Revisiting Past Vs. Present
Returning to the same place with some of the same people allowed me to get glimpses of my progress in some domains. Each year I have gone to the roller disco and stumbled around. This year was no different until my eye caught a women who knew what she was doing. The past year I have been learning a lot about the motor system and have been practicing letting my mirror system take over. I looked at this roller disco women and ‘became her’. Suddenly there was stability in my movement. What had changed? I noticed how my head had moved forward over my toes, allowing the toes and feet to connect to the ground and control the movement. My ankles were not strong enough to maintain this posture for more than a few minutes at a time but I was so greatful and amazed at my body’s ability to learn.

Hammock forest with climbable two stories of hammocks. Structurally sound with no knots!

Hammock forest with climbable two stories of hammocks. Structurally sound with no knots! (photo by Liz Altmiller)

Since this was my 3rd year with the couch burning camp which tends to have many virgin burners I could contribute much more to camp then previous years. We were a very small and hardworking group of builders that set up almost everything within two days. We were one of the first camps to have an open bar, music, chill space (and showers for members) even before official doors opened. The efficiency of the small crew was total bliss for me until the third day when we doubled our workforce which resulted in the productivity halving. A strange variant of the bystander effects seemed to be taking place.

On my first burn, the visit to the temple, a place that naturally emerged in burn culture to allow for morning and letting go of loved ones did nothing to me. I was too emotionally blocked to feel anything. Last year I collapsed. Thanks to my connection with Shlomo parts of my limbic emotional system had been reconnected but they had the maturity of an undeveloped baby and were overwhelmed by sensing  everyone’s pain and sadness. I collapsed to the ground shaking and crying like a little baby and could barely crawl out of there. This year I entered more prepared. If this brain can mirror physical states it can mirror emotional states too. I asked Shlomo to walk in the temple with me holding my hand and he agreed to be my emotional container. It wasn’t easy. Tears started streaming down and I could feel the shaking start to take over but I held on to his haמd tightly, sucking his calmness though my skin. I reminded myself that even when hurt this system isn’t a baby. It can walk, it can talk and it can breath deeply. Once breathing was stabilised things were easier. My grandmother had died this past year but I couldn’t bring myself to write her name in the temple. It was too much of a religious act, like writing a note in the wailing wall. Instead, when we left the temple I told shlomo about her. How she was the strongest female role model in my life and how it hurt me to see her stubbornness and belief in religion stand in her way of growth and happiness.
Despite the success of the temple visit later that night these baby networks awoke with wave after wave of perceived pain. I’m not sure I’ll ever know what is the reason for the pain these networks recorded because whatever the reason is, it is long gone but live echos of the original pain remain unchanged by the flow of time. I felt the temple burn might be my last chance to try to get these networks to update their model before I head home and I really didn’t want to head home with all this pain.

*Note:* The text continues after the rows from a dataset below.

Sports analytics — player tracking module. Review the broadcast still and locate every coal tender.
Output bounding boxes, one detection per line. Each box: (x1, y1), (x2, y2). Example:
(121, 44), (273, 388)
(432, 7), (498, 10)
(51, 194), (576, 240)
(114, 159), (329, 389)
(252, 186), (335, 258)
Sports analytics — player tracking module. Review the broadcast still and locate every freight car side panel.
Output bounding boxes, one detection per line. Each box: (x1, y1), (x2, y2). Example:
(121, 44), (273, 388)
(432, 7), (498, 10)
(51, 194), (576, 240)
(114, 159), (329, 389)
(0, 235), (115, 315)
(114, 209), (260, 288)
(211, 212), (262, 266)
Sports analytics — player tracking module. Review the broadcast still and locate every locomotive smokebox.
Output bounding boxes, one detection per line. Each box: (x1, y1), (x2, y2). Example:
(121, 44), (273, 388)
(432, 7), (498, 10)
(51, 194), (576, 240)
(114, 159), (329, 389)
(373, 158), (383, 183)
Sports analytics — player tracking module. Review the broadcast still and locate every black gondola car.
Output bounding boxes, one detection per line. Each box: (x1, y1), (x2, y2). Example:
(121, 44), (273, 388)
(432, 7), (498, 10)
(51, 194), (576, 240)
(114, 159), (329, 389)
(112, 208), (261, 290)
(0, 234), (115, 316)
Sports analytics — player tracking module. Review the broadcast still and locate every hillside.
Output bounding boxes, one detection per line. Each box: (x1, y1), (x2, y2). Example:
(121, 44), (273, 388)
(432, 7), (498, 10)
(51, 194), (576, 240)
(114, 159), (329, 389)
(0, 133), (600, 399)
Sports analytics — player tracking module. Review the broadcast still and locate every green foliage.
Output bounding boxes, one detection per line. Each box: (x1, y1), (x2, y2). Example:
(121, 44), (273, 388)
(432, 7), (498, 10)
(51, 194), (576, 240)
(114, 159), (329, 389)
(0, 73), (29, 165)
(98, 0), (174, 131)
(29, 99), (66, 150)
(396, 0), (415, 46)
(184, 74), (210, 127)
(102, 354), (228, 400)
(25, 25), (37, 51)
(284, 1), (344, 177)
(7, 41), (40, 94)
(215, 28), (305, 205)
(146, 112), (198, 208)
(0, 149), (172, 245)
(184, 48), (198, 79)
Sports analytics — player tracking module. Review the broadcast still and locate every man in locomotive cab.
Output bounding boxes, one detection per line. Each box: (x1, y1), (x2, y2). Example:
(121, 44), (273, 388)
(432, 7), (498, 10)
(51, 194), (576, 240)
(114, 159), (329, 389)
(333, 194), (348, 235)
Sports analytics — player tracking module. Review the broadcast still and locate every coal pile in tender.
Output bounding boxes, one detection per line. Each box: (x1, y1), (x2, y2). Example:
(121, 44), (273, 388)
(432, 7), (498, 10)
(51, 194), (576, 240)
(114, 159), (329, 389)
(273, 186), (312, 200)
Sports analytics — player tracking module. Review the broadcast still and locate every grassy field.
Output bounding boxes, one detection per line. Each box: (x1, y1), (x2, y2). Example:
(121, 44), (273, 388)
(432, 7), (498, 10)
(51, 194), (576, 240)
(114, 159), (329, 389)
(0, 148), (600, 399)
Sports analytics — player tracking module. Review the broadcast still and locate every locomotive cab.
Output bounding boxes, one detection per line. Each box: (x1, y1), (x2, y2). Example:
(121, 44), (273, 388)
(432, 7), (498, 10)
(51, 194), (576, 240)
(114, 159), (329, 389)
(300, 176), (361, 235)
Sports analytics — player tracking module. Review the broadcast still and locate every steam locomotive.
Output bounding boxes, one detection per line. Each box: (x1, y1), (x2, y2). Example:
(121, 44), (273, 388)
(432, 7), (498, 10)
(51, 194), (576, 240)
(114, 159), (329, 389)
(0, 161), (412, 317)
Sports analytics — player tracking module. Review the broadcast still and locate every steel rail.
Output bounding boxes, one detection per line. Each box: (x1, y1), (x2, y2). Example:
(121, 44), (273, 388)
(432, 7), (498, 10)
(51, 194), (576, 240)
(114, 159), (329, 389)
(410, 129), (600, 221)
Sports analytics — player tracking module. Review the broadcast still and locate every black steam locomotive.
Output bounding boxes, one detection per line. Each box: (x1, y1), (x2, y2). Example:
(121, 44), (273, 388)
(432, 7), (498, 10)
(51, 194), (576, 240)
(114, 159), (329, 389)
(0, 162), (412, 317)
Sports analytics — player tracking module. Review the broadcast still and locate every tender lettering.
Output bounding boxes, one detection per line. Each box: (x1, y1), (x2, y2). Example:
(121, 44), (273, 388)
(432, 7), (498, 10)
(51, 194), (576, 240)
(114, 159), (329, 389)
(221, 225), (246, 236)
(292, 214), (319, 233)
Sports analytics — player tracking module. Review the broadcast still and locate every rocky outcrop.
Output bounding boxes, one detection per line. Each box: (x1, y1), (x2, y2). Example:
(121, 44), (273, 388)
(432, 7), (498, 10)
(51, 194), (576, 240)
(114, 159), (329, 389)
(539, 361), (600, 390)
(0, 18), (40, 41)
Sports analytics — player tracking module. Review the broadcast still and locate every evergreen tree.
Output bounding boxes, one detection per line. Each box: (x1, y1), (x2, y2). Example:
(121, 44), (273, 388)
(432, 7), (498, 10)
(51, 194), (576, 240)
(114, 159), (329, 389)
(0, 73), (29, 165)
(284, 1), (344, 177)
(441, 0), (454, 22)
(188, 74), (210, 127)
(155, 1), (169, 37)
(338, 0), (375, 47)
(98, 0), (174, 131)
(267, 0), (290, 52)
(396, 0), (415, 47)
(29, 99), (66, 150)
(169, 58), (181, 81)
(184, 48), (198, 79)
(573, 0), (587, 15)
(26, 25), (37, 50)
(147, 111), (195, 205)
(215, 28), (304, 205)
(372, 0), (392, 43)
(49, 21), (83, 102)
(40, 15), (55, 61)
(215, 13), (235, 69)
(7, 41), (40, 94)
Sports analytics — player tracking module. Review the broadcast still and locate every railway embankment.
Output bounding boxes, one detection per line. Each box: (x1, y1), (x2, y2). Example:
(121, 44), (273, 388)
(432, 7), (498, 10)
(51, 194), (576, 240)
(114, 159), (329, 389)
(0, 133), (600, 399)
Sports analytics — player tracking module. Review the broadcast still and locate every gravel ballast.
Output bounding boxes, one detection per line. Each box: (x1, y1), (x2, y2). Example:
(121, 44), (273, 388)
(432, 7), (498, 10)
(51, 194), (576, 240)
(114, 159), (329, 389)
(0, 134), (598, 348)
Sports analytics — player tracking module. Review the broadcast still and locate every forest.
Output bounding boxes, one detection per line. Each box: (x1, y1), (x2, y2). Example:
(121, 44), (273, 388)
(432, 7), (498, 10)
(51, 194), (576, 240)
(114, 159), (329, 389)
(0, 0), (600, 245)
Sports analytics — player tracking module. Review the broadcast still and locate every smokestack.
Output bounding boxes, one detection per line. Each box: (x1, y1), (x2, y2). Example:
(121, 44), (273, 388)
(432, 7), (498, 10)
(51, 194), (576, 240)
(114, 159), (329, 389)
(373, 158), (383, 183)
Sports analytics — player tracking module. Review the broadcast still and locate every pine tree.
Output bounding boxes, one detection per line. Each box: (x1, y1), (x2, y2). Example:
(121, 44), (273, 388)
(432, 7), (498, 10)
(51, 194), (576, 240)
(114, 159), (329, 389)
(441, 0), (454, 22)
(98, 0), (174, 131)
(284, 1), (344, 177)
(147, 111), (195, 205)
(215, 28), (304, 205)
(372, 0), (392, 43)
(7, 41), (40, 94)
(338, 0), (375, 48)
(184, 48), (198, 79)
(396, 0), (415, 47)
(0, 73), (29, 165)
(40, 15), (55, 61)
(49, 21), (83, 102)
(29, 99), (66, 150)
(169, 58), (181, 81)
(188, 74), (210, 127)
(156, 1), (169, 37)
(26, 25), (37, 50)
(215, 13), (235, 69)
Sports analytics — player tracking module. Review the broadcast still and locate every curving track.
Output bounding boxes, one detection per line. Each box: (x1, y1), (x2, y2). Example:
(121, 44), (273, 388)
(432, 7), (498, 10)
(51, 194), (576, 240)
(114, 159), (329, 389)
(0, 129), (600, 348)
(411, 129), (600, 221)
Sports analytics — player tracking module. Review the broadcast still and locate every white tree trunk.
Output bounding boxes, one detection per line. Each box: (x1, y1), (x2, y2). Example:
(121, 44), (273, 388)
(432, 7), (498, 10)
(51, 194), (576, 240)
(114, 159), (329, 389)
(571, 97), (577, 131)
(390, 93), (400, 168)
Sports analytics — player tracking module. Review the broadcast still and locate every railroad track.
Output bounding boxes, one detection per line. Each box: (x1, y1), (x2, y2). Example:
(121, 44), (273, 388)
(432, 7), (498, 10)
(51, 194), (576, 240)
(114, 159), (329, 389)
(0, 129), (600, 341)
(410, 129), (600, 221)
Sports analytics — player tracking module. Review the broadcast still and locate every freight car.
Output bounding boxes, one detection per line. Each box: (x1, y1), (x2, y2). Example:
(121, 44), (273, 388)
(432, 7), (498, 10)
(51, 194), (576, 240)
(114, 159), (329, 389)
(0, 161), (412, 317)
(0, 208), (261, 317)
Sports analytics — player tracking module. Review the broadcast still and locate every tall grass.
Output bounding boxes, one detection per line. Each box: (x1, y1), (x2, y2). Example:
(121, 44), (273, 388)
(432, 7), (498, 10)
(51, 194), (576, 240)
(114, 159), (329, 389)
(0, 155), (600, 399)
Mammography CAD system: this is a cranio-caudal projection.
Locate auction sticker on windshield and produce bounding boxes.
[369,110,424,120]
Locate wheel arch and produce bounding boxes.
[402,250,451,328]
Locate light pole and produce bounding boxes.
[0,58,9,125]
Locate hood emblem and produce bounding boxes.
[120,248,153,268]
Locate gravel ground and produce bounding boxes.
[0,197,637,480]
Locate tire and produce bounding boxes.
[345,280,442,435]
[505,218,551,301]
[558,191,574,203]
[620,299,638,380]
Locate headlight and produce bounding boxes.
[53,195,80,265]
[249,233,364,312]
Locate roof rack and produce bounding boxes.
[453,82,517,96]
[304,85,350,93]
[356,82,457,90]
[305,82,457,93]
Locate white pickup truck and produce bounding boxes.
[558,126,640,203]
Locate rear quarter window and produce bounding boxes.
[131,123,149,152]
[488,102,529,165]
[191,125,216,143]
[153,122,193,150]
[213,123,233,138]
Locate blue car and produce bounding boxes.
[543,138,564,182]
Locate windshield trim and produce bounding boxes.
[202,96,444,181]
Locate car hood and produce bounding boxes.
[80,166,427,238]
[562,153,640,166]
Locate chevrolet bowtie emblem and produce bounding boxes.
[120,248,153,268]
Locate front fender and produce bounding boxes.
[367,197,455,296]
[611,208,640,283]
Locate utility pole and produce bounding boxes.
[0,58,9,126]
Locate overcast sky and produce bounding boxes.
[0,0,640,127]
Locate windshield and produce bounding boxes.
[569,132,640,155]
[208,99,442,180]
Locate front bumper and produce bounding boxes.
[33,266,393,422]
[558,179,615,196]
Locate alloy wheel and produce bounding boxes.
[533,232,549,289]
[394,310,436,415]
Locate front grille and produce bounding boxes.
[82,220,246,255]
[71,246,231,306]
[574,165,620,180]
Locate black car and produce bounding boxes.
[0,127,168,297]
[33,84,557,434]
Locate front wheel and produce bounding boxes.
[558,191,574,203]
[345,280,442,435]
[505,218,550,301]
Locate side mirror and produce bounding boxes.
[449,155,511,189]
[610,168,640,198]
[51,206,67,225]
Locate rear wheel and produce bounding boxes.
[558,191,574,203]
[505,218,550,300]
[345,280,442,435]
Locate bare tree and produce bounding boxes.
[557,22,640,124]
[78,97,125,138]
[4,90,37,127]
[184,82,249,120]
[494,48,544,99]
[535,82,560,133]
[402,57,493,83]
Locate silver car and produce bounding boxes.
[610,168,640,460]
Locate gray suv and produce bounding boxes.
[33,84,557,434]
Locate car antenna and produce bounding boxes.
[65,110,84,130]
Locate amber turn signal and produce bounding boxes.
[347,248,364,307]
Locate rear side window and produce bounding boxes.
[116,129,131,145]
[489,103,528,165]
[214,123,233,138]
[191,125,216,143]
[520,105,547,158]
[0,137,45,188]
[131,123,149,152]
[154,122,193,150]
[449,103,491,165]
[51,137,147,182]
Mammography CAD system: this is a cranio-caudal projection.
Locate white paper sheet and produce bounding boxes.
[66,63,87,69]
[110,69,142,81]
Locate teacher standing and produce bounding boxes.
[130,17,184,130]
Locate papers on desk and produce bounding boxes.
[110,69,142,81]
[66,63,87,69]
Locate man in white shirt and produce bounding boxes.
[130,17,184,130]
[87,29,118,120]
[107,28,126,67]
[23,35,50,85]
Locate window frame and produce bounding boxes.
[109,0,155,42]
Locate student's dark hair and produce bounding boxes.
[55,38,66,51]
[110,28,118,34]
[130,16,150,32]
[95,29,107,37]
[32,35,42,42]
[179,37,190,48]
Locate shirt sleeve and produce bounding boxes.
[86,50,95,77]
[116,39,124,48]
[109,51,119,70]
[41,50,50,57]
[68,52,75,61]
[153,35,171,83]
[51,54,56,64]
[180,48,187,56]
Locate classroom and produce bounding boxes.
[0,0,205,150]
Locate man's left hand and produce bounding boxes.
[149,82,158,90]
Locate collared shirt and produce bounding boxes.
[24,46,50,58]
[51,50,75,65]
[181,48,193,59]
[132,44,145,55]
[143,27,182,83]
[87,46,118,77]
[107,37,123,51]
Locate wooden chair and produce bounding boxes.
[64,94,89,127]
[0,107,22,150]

Burnt temple. (Photo by Liz Altmiller)

Burnt temple. (Photo by Liz Altmiller)

So there I was sitting in a mostly silent crowd of thousands of people waiting for the torch to be lit. Unlike the mayam of the man burn when all the art cars are blasting contradicting music and stinking the area with gasoline fumes, the temple burn is sober and calm. Suddenly the temple was lit up in massive flames, a wave of heat flowing over the crowd. I was in an almost hypnotic state staring at the largest fire I have ever come close to. Fire is the release of stored solar energy, as Feynman explains and this fire could release the painful stored information in my brain as well, this was the time to burn the babies.  ‘Death brings new life’ something deep in this brain was chanting. ‘We can be like fire, flowing, changing and powerful’. Another part of my brain was doing statistical calculation, understanding that the painful sample recorded early on was still just a sample, not the entire reality. Many babies might never feel this type of pain, and even if it ever had any adaptive survival value it doesn’t have that anymore.

Two weeks in such harsh dry conditions with constant lack of sleep and massive amounts of novelty and emotional upheaval leave some long lasting effects. I’m still tired, my pores overcompensating for dryness are now giving me pimples and swollen tingling finger tips, parts of my dusty hair might need to be chopped off. On the emotional side I’m carefully optimistic. These baby networks are still babies, they haven’t been fully integrated into the rest of the brain and babies are oversensitive and confused and cry sometimes but at least it seems that they aren’t automatically biased to predict and experience massive amounts of pain and now it’s up to my grownup parts together with the incredible support I have from my loved ones to help them grow up healthy.